• PA Supreme Court To Hear Failure To Disclose Psychological Damage To Property Appeal
  • February 3, 2014 | Author: Samuel E. Cohen
  • Law Firm: Marshall Dennehey Warner Coleman & Goggin, P.C. - Philadelphia Office
  • The Pennsylvania Supreme Court recently granted the petition for allowance of appeal of a December 26, 2012, Superior Court ruling that psychological damage to real property is not considered a material defect in the property which must be revealed by the seller to the buyer.

    The case involved a murder in a property that was not disclosed to the buyer. “The fact that a murder once occurred in a house falls into the category of home-buyer concerns best left to caveat emptor - let the buyer beware,” the Superior Court wrote in 2012. In Janet S. Milliken v. Kathleen Jacono and Joseph Jacono and Cascia Corporation, trading as Re/Max Town & Country and Fran Day and Thomas O’Neill and John Restrepo and Fox & Roach LP, 2012 Pa. Super. LEXIS 4105 (December 26, 2012), Ms. Milliken sought review of the grant of summary judgment in favor of the defendant, home sellers and their agents by the Court of Common Pleas of Delaware County.

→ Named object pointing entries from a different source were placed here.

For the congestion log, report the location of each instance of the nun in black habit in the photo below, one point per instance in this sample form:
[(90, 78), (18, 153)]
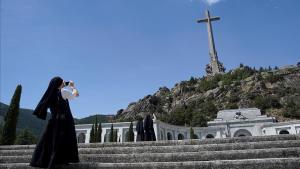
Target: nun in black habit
[(149, 130), (140, 129), (58, 143)]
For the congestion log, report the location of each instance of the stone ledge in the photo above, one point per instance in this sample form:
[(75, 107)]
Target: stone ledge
[(174, 142), (271, 163), (172, 149), (175, 157)]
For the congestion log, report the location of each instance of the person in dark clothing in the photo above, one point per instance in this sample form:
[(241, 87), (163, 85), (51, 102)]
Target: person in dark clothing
[(58, 142), (149, 130), (140, 130)]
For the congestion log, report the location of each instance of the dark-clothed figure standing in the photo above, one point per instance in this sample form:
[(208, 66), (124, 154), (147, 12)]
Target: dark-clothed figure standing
[(58, 143), (149, 130), (140, 130)]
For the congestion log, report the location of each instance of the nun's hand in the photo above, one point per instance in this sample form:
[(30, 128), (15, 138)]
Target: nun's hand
[(72, 83), (61, 116)]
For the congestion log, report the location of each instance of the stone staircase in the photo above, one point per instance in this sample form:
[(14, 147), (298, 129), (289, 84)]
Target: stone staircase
[(263, 152)]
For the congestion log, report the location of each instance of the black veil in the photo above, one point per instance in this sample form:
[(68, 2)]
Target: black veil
[(52, 90)]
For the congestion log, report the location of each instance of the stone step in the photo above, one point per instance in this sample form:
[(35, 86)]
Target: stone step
[(271, 163), (173, 142), (171, 149), (175, 157)]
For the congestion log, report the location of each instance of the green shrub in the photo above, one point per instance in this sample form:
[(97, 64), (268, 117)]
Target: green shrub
[(273, 78), (231, 106)]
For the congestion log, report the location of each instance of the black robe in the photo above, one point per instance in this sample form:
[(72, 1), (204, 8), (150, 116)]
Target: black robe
[(58, 143), (149, 130), (140, 131)]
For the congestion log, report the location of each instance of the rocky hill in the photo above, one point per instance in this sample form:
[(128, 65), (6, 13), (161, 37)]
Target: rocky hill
[(196, 101)]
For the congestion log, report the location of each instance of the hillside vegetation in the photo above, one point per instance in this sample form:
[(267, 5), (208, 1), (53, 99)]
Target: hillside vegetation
[(196, 101)]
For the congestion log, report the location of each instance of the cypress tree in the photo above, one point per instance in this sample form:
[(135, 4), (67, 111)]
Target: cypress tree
[(111, 135), (1, 128), (11, 118), (92, 135), (95, 130), (192, 134), (99, 131), (115, 139), (130, 133)]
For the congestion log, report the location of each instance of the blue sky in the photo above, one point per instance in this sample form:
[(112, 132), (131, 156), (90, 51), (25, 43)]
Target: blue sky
[(118, 51)]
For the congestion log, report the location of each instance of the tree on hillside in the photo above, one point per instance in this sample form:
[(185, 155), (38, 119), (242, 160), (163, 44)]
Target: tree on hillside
[(25, 137), (111, 134), (11, 118), (1, 128), (92, 135), (130, 134), (96, 129), (115, 135), (99, 133)]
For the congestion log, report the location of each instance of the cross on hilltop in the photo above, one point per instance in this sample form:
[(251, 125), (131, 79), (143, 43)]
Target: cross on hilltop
[(215, 66)]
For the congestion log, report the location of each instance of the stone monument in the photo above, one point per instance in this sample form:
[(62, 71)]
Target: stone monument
[(215, 66)]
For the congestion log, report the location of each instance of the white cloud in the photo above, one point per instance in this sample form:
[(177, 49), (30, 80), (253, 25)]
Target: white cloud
[(211, 2)]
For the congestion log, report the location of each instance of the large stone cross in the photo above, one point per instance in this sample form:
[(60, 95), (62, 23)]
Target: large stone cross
[(215, 66)]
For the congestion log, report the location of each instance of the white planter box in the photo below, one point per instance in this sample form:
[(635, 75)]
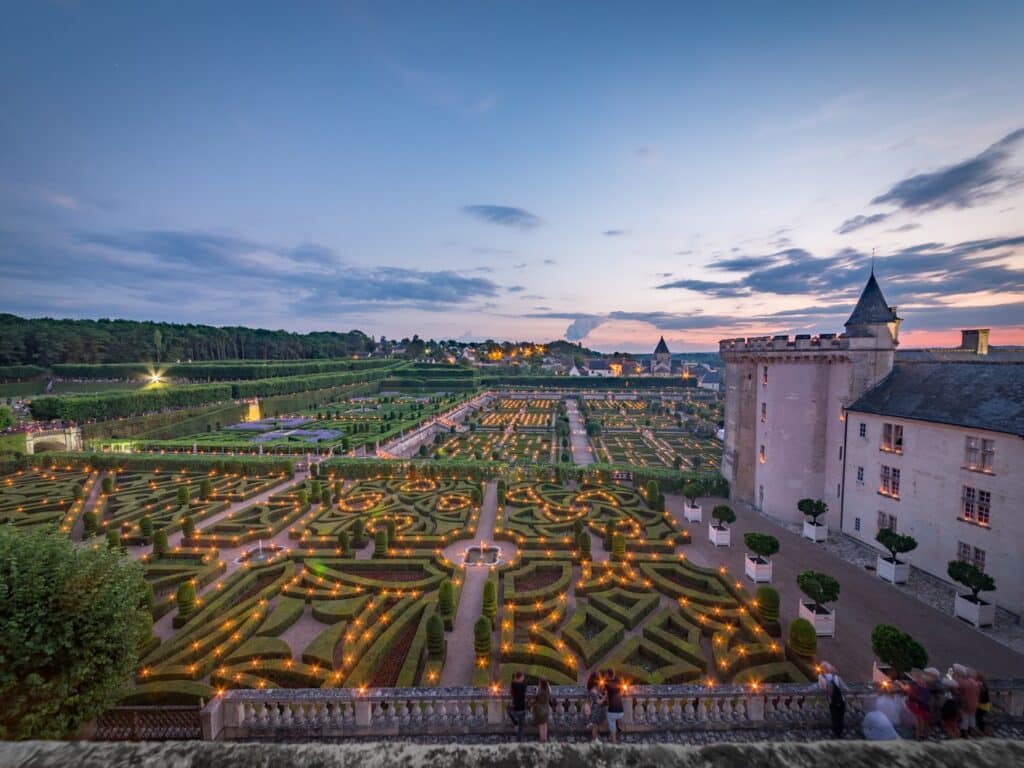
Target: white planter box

    In affirming the summary judgment order granted to the seller, the Superior Court found that sellers should only be required to reveal material defects to: the actual physical structure of the house, with legal impairments on the property and with hazardous materials located at the property. The court was concerned with opening the flood gates, finding that if psychological defects must be disclosed, then we are not far from requiring sellers to reveal that a next door neighbor is loud and obnoxious, or on some days you can smell a nearby sewage plant, or that the house was built on an old Indian burial ground.

    As stated by the Superior Court in affirming the lower court’s granting of summary judgment: “To allow consideration of possible psychological defects opens a myriad of disclosures that sellers will need to reveal, and starts a descent down a very slippery slope.” The Supreme Court’s decision to grant the petition for allowance of appeal in this case may indicate that Pennsylvania is beginning to descend down this “slippery slope.”